O prato vazio da dona Regina

Camila trabalhava o dia todo no caixa da farmácia da esquina, em Niterói, e naquela sexta-feira as pernas doíam como se tivessem levado porrada. Ainda assim, foi direto para o apartamento da sogra, no Fonseca, porque Thiago tinha insistido: "minha mãe fez o jantar todo pra gente, ela tá morrendo de saudade do Bernardo".

A cozinha de dona Regina era pequena e abarrotada — armário de fórmica antiga, um santinho de Nossa Senhora Aparecida colado na geladeira, rádio ligado baixinho numa rádio de forró que ninguém escutava de verdade. O cheiro de feijoada tomava conta do corredor inteiro. Na mesa coberta com toalha plástica estampada de flor, Thiago e o filho de oito anos, Bernardo, já estavam sentados. Camila ficou parada perto da porta, esperando ser chamada para se sentar.

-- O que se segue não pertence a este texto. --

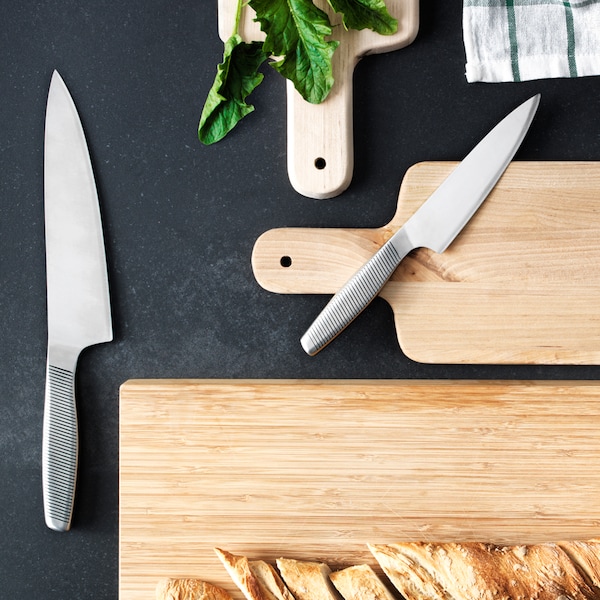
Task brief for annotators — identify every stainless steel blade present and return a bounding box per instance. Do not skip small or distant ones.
[42,71,112,531]
[301,94,540,356]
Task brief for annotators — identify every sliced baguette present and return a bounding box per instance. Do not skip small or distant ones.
[156,579,232,600]
[249,560,294,600]
[215,548,295,600]
[369,540,600,600]
[277,558,339,600]
[215,548,266,600]
[329,565,395,600]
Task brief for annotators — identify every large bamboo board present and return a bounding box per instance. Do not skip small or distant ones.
[119,380,600,600]
[252,162,600,364]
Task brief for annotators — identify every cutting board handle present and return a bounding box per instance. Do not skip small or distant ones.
[287,44,356,198]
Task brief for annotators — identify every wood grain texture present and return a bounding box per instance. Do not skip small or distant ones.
[219,0,419,198]
[119,380,600,600]
[252,162,600,364]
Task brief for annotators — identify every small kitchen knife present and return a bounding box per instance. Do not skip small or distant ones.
[42,71,112,531]
[301,94,540,356]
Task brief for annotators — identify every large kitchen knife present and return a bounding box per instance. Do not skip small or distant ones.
[301,94,540,356]
[42,71,112,531]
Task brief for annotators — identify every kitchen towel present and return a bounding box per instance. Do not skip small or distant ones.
[463,0,600,82]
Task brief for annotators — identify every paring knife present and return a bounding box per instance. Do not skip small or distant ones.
[42,71,112,531]
[301,94,540,356]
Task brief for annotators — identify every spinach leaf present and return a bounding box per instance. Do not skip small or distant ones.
[328,0,398,35]
[198,33,269,145]
[249,0,339,104]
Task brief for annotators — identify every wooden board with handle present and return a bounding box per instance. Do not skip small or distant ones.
[252,162,600,364]
[219,0,419,198]
[119,380,600,600]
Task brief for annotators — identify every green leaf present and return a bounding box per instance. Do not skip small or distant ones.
[249,0,339,104]
[328,0,398,35]
[198,34,269,144]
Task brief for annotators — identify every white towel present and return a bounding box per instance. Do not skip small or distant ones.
[463,0,600,82]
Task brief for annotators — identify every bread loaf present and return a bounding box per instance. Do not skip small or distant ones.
[329,565,395,600]
[156,579,232,600]
[277,558,339,600]
[369,540,600,600]
[215,548,294,600]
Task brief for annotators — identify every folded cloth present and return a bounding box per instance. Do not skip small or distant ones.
[463,0,600,82]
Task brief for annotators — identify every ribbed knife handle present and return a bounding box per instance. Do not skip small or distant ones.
[42,361,78,531]
[300,229,412,356]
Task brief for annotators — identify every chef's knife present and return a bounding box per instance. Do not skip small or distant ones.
[301,94,540,356]
[42,71,112,531]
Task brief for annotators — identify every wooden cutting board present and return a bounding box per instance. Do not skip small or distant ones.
[119,380,600,600]
[252,162,600,364]
[219,0,419,198]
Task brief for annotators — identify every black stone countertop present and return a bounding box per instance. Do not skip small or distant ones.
[0,0,600,600]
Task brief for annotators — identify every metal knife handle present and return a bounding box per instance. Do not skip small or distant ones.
[300,230,412,356]
[42,360,78,531]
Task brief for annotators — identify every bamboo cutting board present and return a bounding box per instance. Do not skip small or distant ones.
[119,380,600,600]
[219,0,419,198]
[252,162,600,364]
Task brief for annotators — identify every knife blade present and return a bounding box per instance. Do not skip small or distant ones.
[42,71,112,531]
[300,94,540,356]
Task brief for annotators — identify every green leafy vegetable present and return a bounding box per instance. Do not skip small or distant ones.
[249,0,339,104]
[198,0,398,144]
[328,0,398,35]
[198,33,268,144]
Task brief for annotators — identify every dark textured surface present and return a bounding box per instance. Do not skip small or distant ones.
[0,0,600,600]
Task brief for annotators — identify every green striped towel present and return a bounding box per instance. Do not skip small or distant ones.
[463,0,600,82]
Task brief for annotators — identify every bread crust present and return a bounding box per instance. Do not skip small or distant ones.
[156,579,232,600]
[369,540,600,600]
[249,560,294,600]
[329,565,395,600]
[277,558,339,600]
[215,548,266,600]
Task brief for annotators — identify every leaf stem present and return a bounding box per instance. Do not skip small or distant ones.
[231,0,246,36]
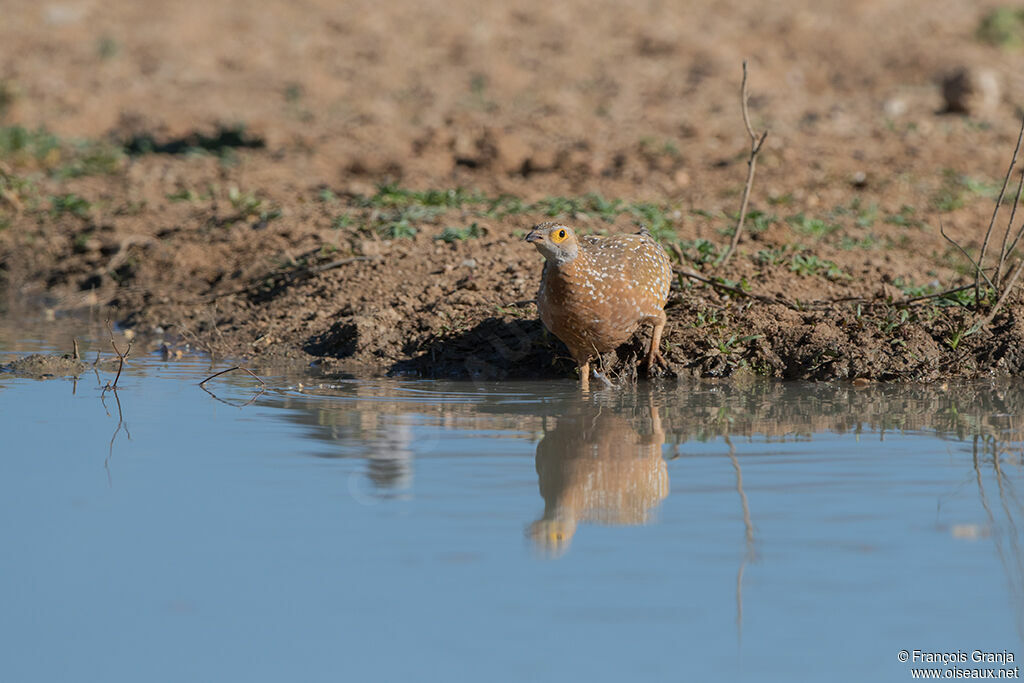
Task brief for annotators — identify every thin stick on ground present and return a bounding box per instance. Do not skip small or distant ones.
[974,114,1024,301]
[995,171,1024,287]
[717,59,768,266]
[1004,171,1024,266]
[939,220,995,290]
[199,366,266,386]
[978,259,1024,328]
[105,319,132,390]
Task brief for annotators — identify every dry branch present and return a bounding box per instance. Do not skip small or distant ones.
[717,59,768,266]
[104,318,132,391]
[974,115,1024,301]
[199,366,266,386]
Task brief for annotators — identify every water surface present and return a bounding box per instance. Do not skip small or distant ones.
[0,331,1024,681]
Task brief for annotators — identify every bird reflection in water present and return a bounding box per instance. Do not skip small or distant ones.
[528,395,669,556]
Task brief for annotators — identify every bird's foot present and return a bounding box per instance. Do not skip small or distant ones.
[591,368,615,389]
[644,348,669,375]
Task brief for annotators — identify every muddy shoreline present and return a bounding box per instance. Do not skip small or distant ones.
[0,1,1024,382]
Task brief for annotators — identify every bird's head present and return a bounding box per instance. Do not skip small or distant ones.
[526,223,580,265]
[526,519,577,557]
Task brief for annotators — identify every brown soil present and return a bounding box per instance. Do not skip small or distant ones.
[0,0,1024,380]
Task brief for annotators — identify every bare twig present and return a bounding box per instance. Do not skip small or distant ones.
[717,59,768,266]
[995,171,1024,287]
[939,220,995,290]
[104,318,132,390]
[199,366,266,386]
[974,120,1024,301]
[978,259,1024,329]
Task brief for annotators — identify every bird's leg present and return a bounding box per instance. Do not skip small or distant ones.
[644,310,669,375]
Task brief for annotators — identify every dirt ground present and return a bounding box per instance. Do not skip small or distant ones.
[0,0,1024,381]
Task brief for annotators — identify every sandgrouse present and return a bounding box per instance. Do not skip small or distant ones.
[526,223,672,389]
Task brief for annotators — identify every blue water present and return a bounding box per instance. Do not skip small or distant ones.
[0,327,1024,682]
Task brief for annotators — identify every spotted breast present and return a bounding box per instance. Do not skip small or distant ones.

Dona Regina tirou dois pratos fundos do armário — os de borda dourada, os bons — e serviu com capricho: arroz, feijoada, uma farofa feita na hora. Colocou tudo na frente do neto, alisou o cabelo dele com carinho, depois serviu o filho. Camila deu um passo à frente. A sogra foi até o escorredor de louça, pegou um prato raso, completamente vazio, e o pôs sobre a mesa, bem no lugar onde a nora costumava sentar.

Bernardo, sem entender nada, já ia pegar o garfo. Thiago travou os olhos no próprio prato, fingindo estudar um pedaço de carne, sem coragem de erguer a cabeça.

— Dona Regina, e a minha feijoada? — a voz de Camila saiu firme, embora por dentro tudo tivesse se apertado feito nó.

A sogra limpou as mãos no avental, com aquele ar de quem já ganhou a discussão antes de começar.

— Eu não sou obrigada a alimentar gente de fora. Botei a mesa pro meu filho e pro meu neto. Pra você, prato vazio mesmo. Você é mulher adulta, trabalha, se vira. Comida custa caro e eu não vou gastar meu dinheiro com estranha.

Camila olhou para o marido. Ele continuava com os olhos grudados no prato, ombros caídos, os dedos beliscando a barra da toalha plástica. Nem um pio.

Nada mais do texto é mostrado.